Any active strategy will have inherent biases, pointed out Russell Kamp, New York-based chief executive officer for Invesco Ltd.s global structured products group.
He pointed out that the Credit Suisee index uses factors to rank stocks that give the index a value bias. It would make little sense to compare a strategy with a momentum bias, for instance, to a benchmark with a value bias, he said.
Mr. Kamp also claimed that 130/30 strategies do not need a different benchmark just because they short stocks. If youre managing a long-only strategy, youre still making short bets relative to your (corresponding) index by underweighting or not owning securities that are in the index being used as a benchmark, he said.

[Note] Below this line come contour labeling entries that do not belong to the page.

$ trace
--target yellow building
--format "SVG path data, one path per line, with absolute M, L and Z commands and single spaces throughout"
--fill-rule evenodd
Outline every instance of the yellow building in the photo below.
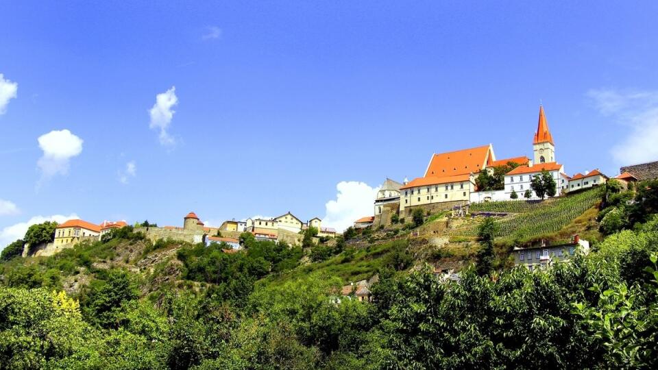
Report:
M 274 221 L 277 223 L 278 228 L 284 229 L 293 232 L 300 232 L 302 231 L 302 225 L 304 224 L 302 220 L 297 219 L 292 213 L 288 213 L 276 217 Z
M 443 209 L 469 201 L 471 192 L 475 190 L 474 174 L 495 162 L 491 144 L 432 155 L 425 176 L 400 188 L 400 215 L 411 215 L 416 206 Z
M 568 191 L 574 191 L 578 189 L 591 188 L 597 185 L 605 184 L 608 177 L 601 173 L 598 169 L 593 170 L 585 175 L 576 173 L 573 177 L 569 180 Z
M 98 237 L 101 227 L 82 220 L 69 220 L 55 229 L 55 245 L 75 243 L 80 238 Z

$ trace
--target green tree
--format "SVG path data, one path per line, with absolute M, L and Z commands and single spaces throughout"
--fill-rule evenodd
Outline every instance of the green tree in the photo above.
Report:
M 55 239 L 55 229 L 58 223 L 55 221 L 32 225 L 27 229 L 23 240 L 30 247 L 42 243 L 50 243 Z
M 550 175 L 550 173 L 546 170 L 542 170 L 541 173 L 533 176 L 530 184 L 530 187 L 535 190 L 535 194 L 541 198 L 541 200 L 544 200 L 547 195 L 555 197 L 557 191 L 557 186 L 555 180 Z
M 477 254 L 476 269 L 478 275 L 487 275 L 494 267 L 494 239 L 498 232 L 498 225 L 493 217 L 487 217 L 478 226 L 480 250 Z
M 5 247 L 2 252 L 0 252 L 0 260 L 8 261 L 16 256 L 21 256 L 23 254 L 23 247 L 25 244 L 25 243 L 23 241 L 23 239 L 19 239 Z
M 411 219 L 413 220 L 414 227 L 417 227 L 423 224 L 423 222 L 425 221 L 425 217 L 423 214 L 423 210 L 420 208 L 416 208 L 413 210 L 413 212 L 411 213 Z

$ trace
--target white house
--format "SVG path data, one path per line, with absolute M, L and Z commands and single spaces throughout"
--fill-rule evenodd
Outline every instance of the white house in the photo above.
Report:
M 541 171 L 546 170 L 550 173 L 550 176 L 555 180 L 556 192 L 555 196 L 559 196 L 566 188 L 568 180 L 564 176 L 564 166 L 559 163 L 538 163 L 534 166 L 519 166 L 505 175 L 505 198 L 511 199 L 512 192 L 516 192 L 518 199 L 523 200 L 526 191 L 530 190 L 531 193 L 531 199 L 537 199 L 539 197 L 533 190 L 531 186 L 533 177 L 537 175 L 541 175 Z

Mr. Lo acknowledges the idea of using an active strategy for a benchmark is foreign to most investors. A common reaction to the use of any strategy as an index is to cry foul, the paper notes, pointing out that the original motivation for having a fixed set of securities in an index was to reduce the amount of trading needed to replicate that index in a cash portfolio.
Makes it easier
Technological advances now make it easier to set up algorithms to decide what securities to short. Technology also makes it easier to trade those securities on a more frequent basis.
In the same way that recent advances in trading technology have indelibly altered the practice of portfolio management, we argue that concepts like benchmarks, indexes and passive investing are also evolving in the face of rapid technological advances in the financial markets, the paper says.
Some consultants agree that short extension strategies do require a different benchmark.
In trying to evaluate these 130/30s, you do have to be careful about how you evaluate the short side, said Brian Ternoey, investment practice leader for investment consulting firm Curcio Webb LLC, Pennington, N.J.
Mr. Ternoey, who is not familiar with Mr. Los paper, said that benchmarking for 130/30s is not a science at this point. Its harder to evaluate the value added on 130/30s because of the shorting.